B cell activation factor (BAFF) is a novel adipokine that links obesity and inflammation

B cell activation factor (BAFF) is a novel member of the TNF ligand superfamily, mainly produced by myeloid cells. BAFF has been shown to participate in B-cell survival and B- and T-cell maturation. BAFF expression in adipocytes has been recently demonstrated. In the current study, we verified that BAFF expression is increased during adipocyte differentiation. BAFF expression was augmented by TNF-alpha treatment and was decreased by rosiglitazone treatment.
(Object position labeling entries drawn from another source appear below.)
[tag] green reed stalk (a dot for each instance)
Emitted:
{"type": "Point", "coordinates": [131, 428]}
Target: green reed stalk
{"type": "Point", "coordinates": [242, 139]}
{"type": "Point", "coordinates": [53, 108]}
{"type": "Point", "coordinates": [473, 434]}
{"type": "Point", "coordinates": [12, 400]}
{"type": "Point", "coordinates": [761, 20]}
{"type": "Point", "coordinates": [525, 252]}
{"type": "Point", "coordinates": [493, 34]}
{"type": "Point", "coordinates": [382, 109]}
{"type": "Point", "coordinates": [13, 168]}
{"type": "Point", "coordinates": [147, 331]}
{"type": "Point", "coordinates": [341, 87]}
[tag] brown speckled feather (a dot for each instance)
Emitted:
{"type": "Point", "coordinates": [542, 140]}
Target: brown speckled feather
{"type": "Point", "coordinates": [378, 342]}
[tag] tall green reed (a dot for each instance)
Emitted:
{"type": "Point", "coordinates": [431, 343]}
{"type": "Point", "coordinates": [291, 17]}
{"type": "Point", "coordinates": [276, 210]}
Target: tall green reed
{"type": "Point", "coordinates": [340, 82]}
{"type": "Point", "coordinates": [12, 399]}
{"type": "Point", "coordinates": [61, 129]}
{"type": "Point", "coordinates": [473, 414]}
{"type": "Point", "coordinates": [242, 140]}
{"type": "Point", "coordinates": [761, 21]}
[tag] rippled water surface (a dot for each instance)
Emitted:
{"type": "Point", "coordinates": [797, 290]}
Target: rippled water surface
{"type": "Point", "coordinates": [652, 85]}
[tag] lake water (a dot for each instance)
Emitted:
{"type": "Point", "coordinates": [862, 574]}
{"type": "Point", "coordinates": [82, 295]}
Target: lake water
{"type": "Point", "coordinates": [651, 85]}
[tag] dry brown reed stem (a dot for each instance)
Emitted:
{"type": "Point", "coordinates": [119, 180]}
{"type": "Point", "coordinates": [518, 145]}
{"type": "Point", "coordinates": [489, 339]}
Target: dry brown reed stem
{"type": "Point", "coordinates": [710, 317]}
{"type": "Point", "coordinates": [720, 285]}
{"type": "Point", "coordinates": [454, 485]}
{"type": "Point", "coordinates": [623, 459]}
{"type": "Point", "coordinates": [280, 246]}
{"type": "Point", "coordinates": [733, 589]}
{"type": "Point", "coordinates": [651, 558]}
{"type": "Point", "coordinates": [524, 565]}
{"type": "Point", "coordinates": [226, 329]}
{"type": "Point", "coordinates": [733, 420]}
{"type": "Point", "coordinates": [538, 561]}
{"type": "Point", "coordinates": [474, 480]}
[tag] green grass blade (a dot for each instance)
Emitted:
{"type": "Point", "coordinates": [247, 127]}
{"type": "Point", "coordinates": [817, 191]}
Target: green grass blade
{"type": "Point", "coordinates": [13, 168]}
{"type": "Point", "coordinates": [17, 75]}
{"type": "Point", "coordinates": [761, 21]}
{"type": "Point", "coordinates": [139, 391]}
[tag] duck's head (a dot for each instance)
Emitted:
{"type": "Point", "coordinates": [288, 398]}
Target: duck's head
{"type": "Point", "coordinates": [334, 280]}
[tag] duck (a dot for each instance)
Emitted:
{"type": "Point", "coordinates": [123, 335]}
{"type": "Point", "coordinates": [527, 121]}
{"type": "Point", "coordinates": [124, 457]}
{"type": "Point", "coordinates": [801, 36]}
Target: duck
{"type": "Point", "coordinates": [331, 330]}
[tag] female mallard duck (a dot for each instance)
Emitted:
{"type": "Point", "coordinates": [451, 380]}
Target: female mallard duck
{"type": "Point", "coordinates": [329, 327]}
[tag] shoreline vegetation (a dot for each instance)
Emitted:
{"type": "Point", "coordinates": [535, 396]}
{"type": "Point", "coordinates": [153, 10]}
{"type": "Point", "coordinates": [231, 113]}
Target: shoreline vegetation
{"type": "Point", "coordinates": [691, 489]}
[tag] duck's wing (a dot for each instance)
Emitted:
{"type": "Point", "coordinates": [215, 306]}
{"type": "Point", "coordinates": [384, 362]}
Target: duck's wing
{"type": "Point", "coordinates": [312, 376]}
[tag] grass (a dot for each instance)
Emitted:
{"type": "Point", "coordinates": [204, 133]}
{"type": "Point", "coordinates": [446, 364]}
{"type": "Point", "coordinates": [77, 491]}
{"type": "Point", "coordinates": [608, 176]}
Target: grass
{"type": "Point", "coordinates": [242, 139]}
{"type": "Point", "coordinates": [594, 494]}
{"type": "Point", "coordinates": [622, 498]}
BAFF secretion in lean and in ob/ob mice sera were compared and smaller amount of BAFF was secreted in ob/ob mice. mRNA and protein expression were different between epididymal and visceral adipose tissue. BAFF expression was also increased in ob/ob mouse adipose tissue. We sought to identify known BAFF receptors (BAFF-R, BCMA, and TACl) in adipocytes, and determined that all three were present and upregulated during adipocyte differentiation. However, the expression of TACl was distinct from that of BAFF-R and BCMA under TNF-alpha and BAFF ligand treatment. BAFF-R and BCMA expression levels were upregulated under pro-inflammatory conditions, but TACl was reduced. Conversely, BAFF-R and BCMA expression levels were downregulated by rosiglitazone treatment, but TACl was increased. Taken together, our results suggest that BAFF may be a new adipokine, representing a link between obesity and inflammation.